George stopped and covered his face with his hands, not because what he was saying was bothering him particularly, even though he’d had much time to think about what happened and realised that he had been at great risk. All the while he’d been narrating the story, the full truth of why Josh tried to kill himself had been sinking in and he was suddenly overwhelmed by such grief that he almost couldn’t bear it.

“Keep going,” Josh urged gently. George sniffed and continued, his voice quivering with the effort.

“And I thought what’s the point? Yeah, he’s attractive, and intelligent, but I could be doing this with anyone, and probably people I like more. It’s just sex.”
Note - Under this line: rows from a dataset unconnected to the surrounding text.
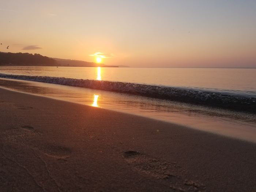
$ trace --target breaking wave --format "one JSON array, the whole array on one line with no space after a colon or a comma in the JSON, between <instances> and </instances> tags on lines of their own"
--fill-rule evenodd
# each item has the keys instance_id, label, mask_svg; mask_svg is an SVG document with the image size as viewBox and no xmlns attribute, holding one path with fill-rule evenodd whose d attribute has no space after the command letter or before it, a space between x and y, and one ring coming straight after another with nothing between
<instances>
[{"instance_id":1,"label":"breaking wave","mask_svg":"<svg viewBox=\"0 0 256 192\"><path fill-rule=\"evenodd\" d=\"M0 78L48 83L139 95L256 113L256 98L161 86L70 78L0 74Z\"/></svg>"}]
</instances>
The words were a revelation.

“Ha. It’s just sex. That’s all it is. Anyway, the next Wednesday after New Year, we were on our way back to the house, and I told him how I felt. He seemed a bit disappointed, but not upset as such, said he’d walk me back and call a taxi. But as soon as we got inside, he pinned me to the wall by my neck. I couldn’t believe it and it took a minute to get my head around it. I kneed him really hard and he doubled up. I pushed him out the door and locked it. I can look after myself, so I wasn’t that worried, but I should’ve known, I guess. He was always so intense, so serious, although he didn’t try coming back and didn’t turn up on the Saturday, so I thought it was finished. Back to normal.
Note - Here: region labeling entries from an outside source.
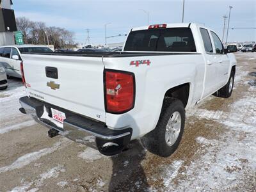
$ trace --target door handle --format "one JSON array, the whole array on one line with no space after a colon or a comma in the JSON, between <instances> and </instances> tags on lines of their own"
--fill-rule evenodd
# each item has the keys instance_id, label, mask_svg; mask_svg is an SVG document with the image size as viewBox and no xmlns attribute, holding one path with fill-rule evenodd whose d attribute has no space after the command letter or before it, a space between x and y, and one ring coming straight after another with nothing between
<instances>
[{"instance_id":1,"label":"door handle","mask_svg":"<svg viewBox=\"0 0 256 192\"><path fill-rule=\"evenodd\" d=\"M206 63L207 63L208 65L212 65L212 61L211 61L210 60L207 60L206 61Z\"/></svg>"}]
</instances>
“The following week, I’m in the bar again, and I was a bit nervous, wondering how things would be after what had happened. He came in as usual, and ignored me at first, but then he walked over and sat next to me. And he’s smiling and laughing, so it looks to everyone else like we’re having a nice friendly chat, but he’s saying, ‘I’m going to get you when you’re sleeping, no-one makes a fool out of me,’ and stuff like that. As far as everyone else is concerned, there’s nothing going on, so I slipped out, telling him I was going to the toilet, which is where I went. Next thing he’s in there too, smashing my head into the cubicle door. See that scar? That’s from the lock. When I finally got free, I punched him in the stomach and he fell backwards, hit his shoulder on the sink. I left him there, told my housemates not to let him in if he came round.